Why Being Busy Is Bad

“How are you?”

“I’m so busy”

How many times has that conversation been a part of your day? Let me take a guess……a lot.

Busy-ness seems to be a badge of honor these days. People almost seem to boast of how busy they are. Being busy has somehow become the way we tell everyone that we’re important or productive.

But really….how many times has the person who has said “I’m so busy” said it with a smile on their face and joy in their voice? Think about that….because when I say “I’m so busy,” it’s usually with a tone of exasperation or an exhausted look on my face. I’d even go so far as to suggest that when we say we are “busy” what we are really saying is that we are overwhelmed and not in control of our own time.

Our words matter. How we describe our days and our lives impacts our perception of them. When we are “busy,” we are hurried and often preoccupied and stressed out. “Busy” almost always implies engagement in activities that are not of our choosing — it’s business (busy-ness), not leisure.

The word busy means “actively engaged,” which doesn’t sound all that bad. But added to that definition is “not at leisure, not accessible.” It can also mean “cluttered with small, unharmonious details.” 

Here’s the thing: I don’t know a single human being who doesn’t have a lot going on. It’s called life, chances are, you’ve got commitments that multiply when you’re not looking. Everyone’s insanely busy.

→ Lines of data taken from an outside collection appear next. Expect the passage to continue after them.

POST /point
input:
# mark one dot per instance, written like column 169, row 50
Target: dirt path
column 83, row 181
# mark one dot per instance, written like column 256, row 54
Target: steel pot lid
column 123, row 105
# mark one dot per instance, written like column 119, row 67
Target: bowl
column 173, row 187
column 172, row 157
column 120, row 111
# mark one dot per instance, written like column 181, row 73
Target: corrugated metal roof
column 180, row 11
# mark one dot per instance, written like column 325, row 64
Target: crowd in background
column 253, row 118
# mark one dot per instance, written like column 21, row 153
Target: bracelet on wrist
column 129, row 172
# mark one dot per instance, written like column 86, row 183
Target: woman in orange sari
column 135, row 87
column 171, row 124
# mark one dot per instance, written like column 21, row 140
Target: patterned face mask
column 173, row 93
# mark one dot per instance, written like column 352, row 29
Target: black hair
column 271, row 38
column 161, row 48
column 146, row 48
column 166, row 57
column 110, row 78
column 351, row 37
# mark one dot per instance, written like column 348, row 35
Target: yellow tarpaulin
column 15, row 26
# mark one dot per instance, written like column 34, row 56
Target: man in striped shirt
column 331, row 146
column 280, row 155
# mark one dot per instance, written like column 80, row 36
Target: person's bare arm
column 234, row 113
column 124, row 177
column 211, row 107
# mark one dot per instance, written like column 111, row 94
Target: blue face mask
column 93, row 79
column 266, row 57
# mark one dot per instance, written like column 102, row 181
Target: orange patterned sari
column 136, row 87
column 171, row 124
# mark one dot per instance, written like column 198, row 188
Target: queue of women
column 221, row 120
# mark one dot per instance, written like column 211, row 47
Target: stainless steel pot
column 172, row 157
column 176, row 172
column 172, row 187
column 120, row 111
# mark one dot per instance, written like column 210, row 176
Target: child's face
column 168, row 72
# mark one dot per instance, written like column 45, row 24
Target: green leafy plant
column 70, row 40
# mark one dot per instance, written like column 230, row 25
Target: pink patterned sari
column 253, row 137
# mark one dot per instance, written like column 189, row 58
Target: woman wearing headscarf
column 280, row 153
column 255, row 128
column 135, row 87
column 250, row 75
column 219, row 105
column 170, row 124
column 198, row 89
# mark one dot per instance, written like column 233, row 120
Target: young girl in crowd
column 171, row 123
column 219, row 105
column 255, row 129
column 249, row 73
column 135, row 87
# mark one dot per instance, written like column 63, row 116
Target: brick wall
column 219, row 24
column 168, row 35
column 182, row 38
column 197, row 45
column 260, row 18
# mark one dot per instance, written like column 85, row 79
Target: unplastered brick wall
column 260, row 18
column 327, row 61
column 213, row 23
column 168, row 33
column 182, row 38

But I truly feel that if we took a step back from our “busy” days, we would recognize that a lot of the things taking up our time are not necessary and actually pull us away from what we truly want out of life. That being busy means we’re not being effective, we’re multi-tasking, we’re not focused. Busy is not good. So, let’s figure out how to get around this word that seems to occupy so much of our mental space.

  1. I’ve already said this, but words have power. So, instead of being busy, be engaged. When you’re busy with work, be engaged with your work. When you’re busy with your kids, engage with your kids. What often makes us feel busy is simply the sense that we should be doing something else.Instead of using the word busy, pick one of the following: I’m feeling really productive, My life is full, My life is rich, etc.
  2. Give yourself permission to be bored. This is something I have learned as a mother, letting my kids be bored has led to some really fun and fascinating conversations and adventures. The same goes for adults! It’s ok to not move from one-thing-to-the-next in quick succession, checking things off your list as quickly as you can. Take a break, be bored a some point, let you’re imagination break through the busy, you’ll be pleasantly surprised where it takes you!
  3. Schedule your Priorities, don’t let them schedule you. One practice I have implemented in my day is to write down up to 5 things that I need to accomplish the following day. This helps me set my schedule for the next day as well as allows me to step back from my work for the day, knowing I have a plan for the next day. This stems from the idea of “Big Rocks” delivered by Stephen Covey. If you plan your day around your “big rocks” (your priorities) then you’ll have room for all of the small things that come up along the way. You’ll end your day feeling productive, not busy.

I love the idea that we are human BEINGS not human DOINGS. Proclaiming our busy-ness every time we are asked, is not serving us. Let’s make an attempt to remove that word from our vocabulary. Replace it with another word. Get bored. Prioritize your days. Life outside of busy is good, trust me!